The sisters cleaved to each other growing up. The isolation of their orphaned situation, the masculine slant of the town, the inhospitable nature of the place: all of it combined to ensure that, in Frances’s thinking, they were obliged to grow “in their own frontier”.
This was a place of psychological respite from an “arid desert, warped in glare”. It was an aqueous fantasy of escape for the girls, fed by tails of underwater exploration à la Jules Verne, imagined ocean breezes and waves of deep Hokusai blue, inspired by a poster of the Japanese print fixed to the girls’ bedroom wall.
Their getaway to the real coast is eventually achieved, but not without cost. Frances, now in her 40s, has recently buried her young husband, Will – another child of miners, he contracted mesothelioma from a childhood spent playing around dumped asbestos – and distracted by mourning she has drifted from intimacy with Nell.
Jones is very good at grief. She knows how it can destabilise the ground beneath a character’s feet, how trapped and volatile emissions may seep from the rent. Following a second death in the family, Frances determines that only a return to Kalgoorlie will definitively tamp down her difficult, restive past.
The author presses this small, sad domestic story thin between layers of prehistory – such as the life of Nell and Frances’s grandfather, Fred Kelly. For decades an explosives specialist in Kalgoorlie’s mines, this sober, kind, decent man ends up on the Burma railway during World War II, then in coalmines in Japan. His own father died of silicosis in the mines before him. The future is inscribed upon his lungs, as well. That a man of such resolute ordinariness should suffer so from history seems cruelly unwarranted.
Jones shunts the story forwards and backwards adroitly, explores the lives of women at home as insightfully as the men underground, and summons Frances to the expected reckoning with her origins. But what is unexpected is the love letter the grieving woman is inspired to pen to the town she fled all those years before – to that sunburnt patch, gouged down to the bones of the earth.
This is in part due to an encounter with a Mandildjara woman, Val, who furnishes Frances with a warm, sincere link with the mother she and Nell never knew. For Frances, time with Val is also an education in dwelling properly in place, rather than squeezing every square metre so that it renders up its tribute to economic growth.
None of this is presented with the stridency it surely deserves. Jones is an artist, and a deeply intelligent one at that; she proceeds by paradox and supple indirection.
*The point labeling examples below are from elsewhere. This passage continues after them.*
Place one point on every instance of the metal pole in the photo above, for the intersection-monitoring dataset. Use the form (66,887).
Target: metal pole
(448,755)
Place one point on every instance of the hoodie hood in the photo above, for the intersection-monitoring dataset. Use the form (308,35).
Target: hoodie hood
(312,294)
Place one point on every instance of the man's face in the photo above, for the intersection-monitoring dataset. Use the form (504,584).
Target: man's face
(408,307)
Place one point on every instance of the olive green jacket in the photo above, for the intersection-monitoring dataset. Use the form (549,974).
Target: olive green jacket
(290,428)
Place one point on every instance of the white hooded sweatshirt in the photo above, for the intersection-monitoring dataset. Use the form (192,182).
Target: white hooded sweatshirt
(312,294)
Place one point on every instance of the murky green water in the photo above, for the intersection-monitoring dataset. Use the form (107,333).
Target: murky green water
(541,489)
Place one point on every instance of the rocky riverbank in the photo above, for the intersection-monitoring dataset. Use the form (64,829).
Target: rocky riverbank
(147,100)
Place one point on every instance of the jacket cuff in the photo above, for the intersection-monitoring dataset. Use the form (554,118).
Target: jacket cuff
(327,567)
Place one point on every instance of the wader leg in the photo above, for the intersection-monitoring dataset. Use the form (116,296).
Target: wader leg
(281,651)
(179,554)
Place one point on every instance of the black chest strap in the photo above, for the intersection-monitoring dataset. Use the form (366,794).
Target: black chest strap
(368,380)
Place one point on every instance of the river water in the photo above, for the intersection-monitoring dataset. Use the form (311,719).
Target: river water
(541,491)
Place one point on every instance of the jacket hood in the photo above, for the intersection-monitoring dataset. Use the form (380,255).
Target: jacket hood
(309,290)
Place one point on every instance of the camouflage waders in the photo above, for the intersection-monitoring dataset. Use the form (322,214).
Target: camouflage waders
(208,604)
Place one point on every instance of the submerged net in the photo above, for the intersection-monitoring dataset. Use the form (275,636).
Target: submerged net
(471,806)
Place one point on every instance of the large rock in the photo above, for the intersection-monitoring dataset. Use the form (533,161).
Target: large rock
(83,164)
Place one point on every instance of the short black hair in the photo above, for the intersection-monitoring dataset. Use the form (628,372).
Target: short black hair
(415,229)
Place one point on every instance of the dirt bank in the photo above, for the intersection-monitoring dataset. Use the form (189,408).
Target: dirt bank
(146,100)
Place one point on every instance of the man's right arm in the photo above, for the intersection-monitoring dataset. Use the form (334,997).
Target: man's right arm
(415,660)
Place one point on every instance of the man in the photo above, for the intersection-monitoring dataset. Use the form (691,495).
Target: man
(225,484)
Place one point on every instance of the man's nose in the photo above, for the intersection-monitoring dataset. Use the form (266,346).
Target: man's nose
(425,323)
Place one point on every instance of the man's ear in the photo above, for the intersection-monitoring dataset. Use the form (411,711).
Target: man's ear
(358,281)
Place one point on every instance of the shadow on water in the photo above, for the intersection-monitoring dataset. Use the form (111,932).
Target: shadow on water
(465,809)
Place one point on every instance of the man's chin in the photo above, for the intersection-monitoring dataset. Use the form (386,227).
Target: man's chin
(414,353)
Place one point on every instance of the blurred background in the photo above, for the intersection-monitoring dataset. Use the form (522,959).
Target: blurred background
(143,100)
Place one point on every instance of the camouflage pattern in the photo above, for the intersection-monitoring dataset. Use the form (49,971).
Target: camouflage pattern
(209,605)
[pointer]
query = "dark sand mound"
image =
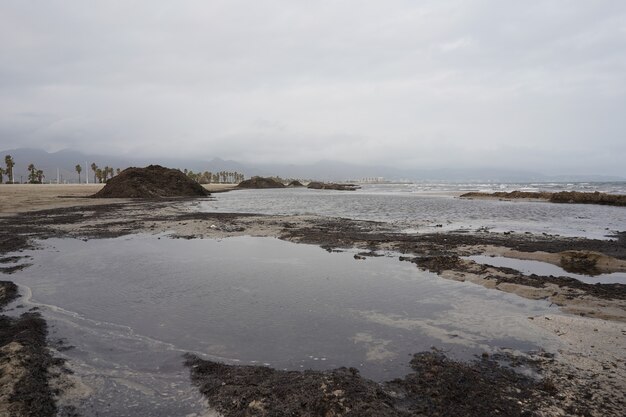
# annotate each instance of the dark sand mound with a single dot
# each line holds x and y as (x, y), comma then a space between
(295, 183)
(153, 181)
(315, 185)
(572, 197)
(261, 182)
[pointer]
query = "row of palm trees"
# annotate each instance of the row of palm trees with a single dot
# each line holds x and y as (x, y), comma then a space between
(101, 175)
(35, 176)
(8, 171)
(224, 177)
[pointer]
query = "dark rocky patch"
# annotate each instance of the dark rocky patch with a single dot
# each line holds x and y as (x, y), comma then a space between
(8, 292)
(572, 197)
(32, 395)
(295, 184)
(315, 185)
(261, 182)
(437, 387)
(580, 262)
(153, 181)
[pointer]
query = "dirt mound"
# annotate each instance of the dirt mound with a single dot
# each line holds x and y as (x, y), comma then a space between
(153, 181)
(261, 182)
(295, 183)
(315, 185)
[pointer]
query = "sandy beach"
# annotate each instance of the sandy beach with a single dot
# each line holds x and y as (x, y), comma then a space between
(586, 377)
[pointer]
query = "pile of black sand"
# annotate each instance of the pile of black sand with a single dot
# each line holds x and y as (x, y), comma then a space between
(153, 181)
(295, 183)
(316, 185)
(261, 182)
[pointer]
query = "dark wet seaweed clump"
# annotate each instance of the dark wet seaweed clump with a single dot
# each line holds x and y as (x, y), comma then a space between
(153, 181)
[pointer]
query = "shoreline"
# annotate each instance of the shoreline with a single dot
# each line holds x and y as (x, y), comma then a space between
(605, 319)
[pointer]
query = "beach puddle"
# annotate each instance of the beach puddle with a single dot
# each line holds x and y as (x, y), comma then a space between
(131, 306)
(529, 267)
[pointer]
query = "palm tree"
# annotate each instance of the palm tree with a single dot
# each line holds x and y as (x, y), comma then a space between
(32, 176)
(94, 167)
(8, 160)
(78, 169)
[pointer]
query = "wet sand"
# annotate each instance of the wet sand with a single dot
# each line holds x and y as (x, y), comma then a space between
(586, 377)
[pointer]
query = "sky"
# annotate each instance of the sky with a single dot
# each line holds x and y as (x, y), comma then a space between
(537, 85)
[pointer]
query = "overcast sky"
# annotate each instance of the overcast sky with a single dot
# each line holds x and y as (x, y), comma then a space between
(520, 84)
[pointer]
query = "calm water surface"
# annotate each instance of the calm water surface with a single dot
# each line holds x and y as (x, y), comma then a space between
(131, 306)
(417, 210)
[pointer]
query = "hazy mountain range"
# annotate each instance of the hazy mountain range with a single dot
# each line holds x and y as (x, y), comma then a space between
(64, 162)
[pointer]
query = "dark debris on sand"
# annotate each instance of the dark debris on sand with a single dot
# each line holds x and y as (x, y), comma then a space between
(261, 182)
(153, 181)
(437, 386)
(32, 394)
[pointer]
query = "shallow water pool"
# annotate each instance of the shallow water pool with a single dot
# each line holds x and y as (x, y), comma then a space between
(131, 306)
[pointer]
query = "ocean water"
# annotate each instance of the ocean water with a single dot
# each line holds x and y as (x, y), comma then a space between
(422, 208)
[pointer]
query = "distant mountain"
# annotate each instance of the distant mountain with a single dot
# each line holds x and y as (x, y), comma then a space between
(64, 162)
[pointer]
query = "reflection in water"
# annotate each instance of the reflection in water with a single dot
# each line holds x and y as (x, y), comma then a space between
(132, 305)
(419, 212)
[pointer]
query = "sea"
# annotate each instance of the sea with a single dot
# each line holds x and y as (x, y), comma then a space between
(123, 311)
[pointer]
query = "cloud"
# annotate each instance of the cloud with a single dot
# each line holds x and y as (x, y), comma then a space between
(436, 82)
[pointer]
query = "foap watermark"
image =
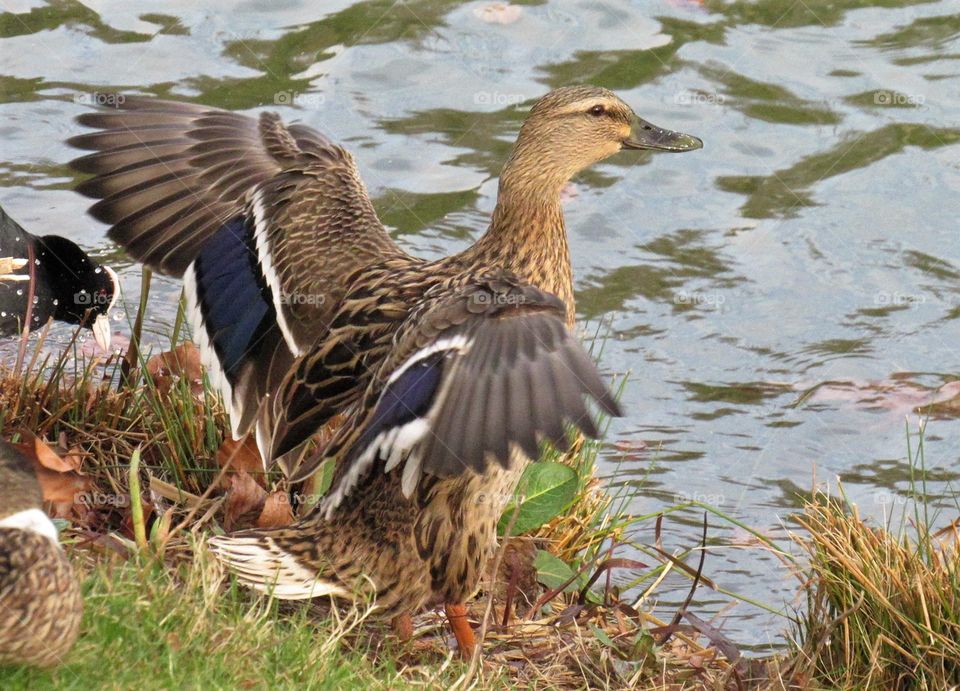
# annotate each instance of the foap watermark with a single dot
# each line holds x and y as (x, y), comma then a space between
(95, 498)
(496, 98)
(100, 99)
(299, 298)
(713, 300)
(298, 99)
(87, 299)
(898, 100)
(887, 499)
(503, 299)
(700, 98)
(707, 498)
(497, 499)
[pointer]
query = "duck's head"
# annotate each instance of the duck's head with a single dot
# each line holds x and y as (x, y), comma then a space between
(573, 127)
(85, 290)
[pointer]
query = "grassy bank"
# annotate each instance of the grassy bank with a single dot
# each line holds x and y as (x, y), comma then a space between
(882, 606)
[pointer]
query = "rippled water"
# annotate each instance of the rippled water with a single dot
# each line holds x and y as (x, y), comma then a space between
(784, 300)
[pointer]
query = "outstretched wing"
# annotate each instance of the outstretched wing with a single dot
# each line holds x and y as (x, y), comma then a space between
(264, 220)
(476, 376)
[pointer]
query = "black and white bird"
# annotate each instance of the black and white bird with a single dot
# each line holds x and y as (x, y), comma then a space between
(50, 277)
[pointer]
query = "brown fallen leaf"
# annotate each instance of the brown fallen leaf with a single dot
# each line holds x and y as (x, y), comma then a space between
(44, 454)
(276, 511)
(245, 458)
(244, 502)
(60, 484)
(181, 362)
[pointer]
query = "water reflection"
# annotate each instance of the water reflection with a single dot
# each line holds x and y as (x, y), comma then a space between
(784, 300)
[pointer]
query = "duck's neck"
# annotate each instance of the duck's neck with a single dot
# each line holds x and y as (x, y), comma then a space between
(527, 234)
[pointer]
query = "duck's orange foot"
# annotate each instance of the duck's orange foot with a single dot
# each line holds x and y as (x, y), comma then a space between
(403, 627)
(457, 616)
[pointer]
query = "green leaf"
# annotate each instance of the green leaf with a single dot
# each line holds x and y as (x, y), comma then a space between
(553, 571)
(544, 491)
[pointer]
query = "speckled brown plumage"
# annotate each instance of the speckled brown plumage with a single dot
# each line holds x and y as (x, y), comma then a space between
(448, 372)
(40, 600)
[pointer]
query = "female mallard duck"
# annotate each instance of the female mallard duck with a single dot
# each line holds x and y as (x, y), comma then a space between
(40, 602)
(65, 283)
(449, 372)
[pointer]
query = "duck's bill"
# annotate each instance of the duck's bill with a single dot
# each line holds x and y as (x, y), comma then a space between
(101, 331)
(644, 135)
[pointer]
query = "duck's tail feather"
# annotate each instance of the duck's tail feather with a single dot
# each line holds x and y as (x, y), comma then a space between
(261, 562)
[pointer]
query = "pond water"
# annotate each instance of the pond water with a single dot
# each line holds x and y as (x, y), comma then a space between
(784, 300)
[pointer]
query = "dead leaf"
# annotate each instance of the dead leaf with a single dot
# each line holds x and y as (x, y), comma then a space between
(245, 458)
(244, 502)
(60, 484)
(498, 13)
(276, 511)
(44, 454)
(181, 362)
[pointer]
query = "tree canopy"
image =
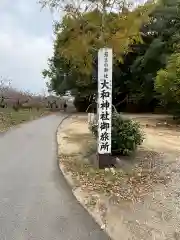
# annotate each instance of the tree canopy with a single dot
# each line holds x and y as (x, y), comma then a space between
(145, 42)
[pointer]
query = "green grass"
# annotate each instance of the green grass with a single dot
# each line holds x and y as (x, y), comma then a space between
(9, 117)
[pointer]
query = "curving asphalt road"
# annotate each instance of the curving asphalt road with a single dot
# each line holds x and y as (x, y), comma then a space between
(35, 201)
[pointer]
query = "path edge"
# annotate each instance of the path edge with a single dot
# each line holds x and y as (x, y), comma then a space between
(78, 192)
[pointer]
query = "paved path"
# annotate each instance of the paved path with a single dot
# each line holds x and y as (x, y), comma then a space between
(35, 201)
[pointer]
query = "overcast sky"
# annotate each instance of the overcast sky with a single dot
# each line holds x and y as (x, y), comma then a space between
(25, 43)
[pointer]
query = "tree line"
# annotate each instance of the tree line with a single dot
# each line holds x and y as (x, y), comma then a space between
(146, 61)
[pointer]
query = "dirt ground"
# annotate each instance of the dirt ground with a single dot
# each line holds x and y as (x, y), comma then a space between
(157, 214)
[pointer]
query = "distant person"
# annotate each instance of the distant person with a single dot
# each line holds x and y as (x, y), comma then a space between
(65, 106)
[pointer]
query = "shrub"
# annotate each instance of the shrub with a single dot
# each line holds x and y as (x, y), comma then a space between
(126, 134)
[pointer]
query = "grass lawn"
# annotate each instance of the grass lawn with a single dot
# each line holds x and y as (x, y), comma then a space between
(9, 117)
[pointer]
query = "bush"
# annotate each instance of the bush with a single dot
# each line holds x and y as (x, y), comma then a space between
(126, 134)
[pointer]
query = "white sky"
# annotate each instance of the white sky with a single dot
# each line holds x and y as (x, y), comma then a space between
(25, 43)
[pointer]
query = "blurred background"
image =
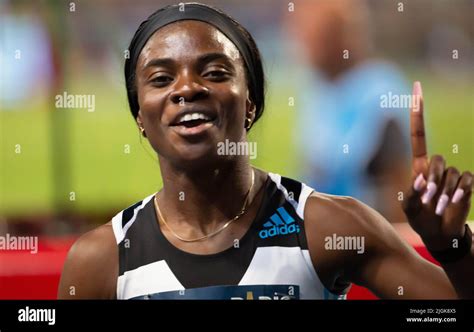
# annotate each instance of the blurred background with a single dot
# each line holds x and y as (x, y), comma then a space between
(336, 116)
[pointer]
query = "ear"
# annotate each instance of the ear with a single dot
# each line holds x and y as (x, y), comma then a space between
(250, 109)
(140, 123)
(139, 119)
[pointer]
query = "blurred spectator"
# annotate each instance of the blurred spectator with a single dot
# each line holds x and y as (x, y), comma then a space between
(350, 143)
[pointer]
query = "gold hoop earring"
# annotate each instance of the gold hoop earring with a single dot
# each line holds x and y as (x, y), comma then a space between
(248, 123)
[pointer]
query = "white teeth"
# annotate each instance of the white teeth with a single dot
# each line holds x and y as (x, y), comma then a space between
(193, 116)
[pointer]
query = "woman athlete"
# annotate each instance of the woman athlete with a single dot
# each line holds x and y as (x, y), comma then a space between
(222, 229)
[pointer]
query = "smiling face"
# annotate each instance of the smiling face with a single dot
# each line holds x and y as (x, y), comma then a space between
(192, 92)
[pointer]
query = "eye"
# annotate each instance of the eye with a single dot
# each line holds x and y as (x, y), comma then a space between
(216, 75)
(161, 80)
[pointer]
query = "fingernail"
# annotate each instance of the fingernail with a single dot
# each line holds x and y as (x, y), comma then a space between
(458, 194)
(419, 183)
(430, 191)
(442, 203)
(417, 88)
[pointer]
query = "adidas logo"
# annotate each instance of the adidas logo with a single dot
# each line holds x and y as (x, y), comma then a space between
(280, 223)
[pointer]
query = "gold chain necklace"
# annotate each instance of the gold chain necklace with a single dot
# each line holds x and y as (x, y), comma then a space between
(237, 216)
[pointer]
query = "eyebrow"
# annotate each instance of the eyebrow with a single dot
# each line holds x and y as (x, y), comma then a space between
(205, 58)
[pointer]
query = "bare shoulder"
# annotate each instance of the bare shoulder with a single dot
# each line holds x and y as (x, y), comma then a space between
(344, 215)
(343, 235)
(91, 267)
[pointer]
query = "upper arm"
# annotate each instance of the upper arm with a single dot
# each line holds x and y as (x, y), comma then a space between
(91, 267)
(388, 266)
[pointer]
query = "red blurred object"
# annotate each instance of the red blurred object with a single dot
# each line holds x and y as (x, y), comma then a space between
(36, 276)
(24, 275)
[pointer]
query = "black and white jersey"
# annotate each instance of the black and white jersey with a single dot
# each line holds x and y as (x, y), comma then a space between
(271, 261)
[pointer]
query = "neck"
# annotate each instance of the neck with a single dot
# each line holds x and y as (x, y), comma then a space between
(206, 198)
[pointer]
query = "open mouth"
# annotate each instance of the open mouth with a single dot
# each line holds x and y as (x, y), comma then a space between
(192, 123)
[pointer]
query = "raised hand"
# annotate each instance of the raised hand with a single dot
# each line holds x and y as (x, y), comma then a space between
(438, 203)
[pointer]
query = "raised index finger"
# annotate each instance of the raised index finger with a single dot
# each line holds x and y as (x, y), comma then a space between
(417, 132)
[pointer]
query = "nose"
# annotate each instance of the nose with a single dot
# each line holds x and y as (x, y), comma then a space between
(188, 89)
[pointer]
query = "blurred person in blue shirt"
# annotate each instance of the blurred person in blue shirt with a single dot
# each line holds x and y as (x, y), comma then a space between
(352, 130)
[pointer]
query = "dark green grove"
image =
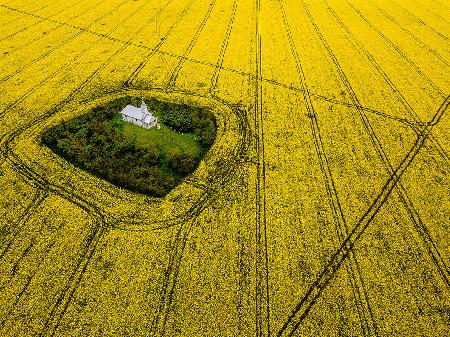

So it is that the final pages of the novel – a conclusion both startling and as genuinely moving as any I’ve read in recent Australian literature – lifts away from Frances’s own sadness to accommodate something much larger, grander: not a message of hope so much as a rush of acceptance: “Instead of passivity and incoherence, there was the dawning of a frail, provisional faith. There was a gathering here and a lacing of the bare strands of her knowing.”
That knowing assumes the form of a counter-myth, written to show how Paddy Hannan and all who followed him were men damaged by a false promise, even as their shared sacrifice and the fatal stigmata of their occupation ennobled them. It is a scorching critique of our greed and rapacity, though one gracious enough to acknowledge a trap as deep as the Kalgoorlie super pit, and as old as white presence on land that was never theirs to hurt.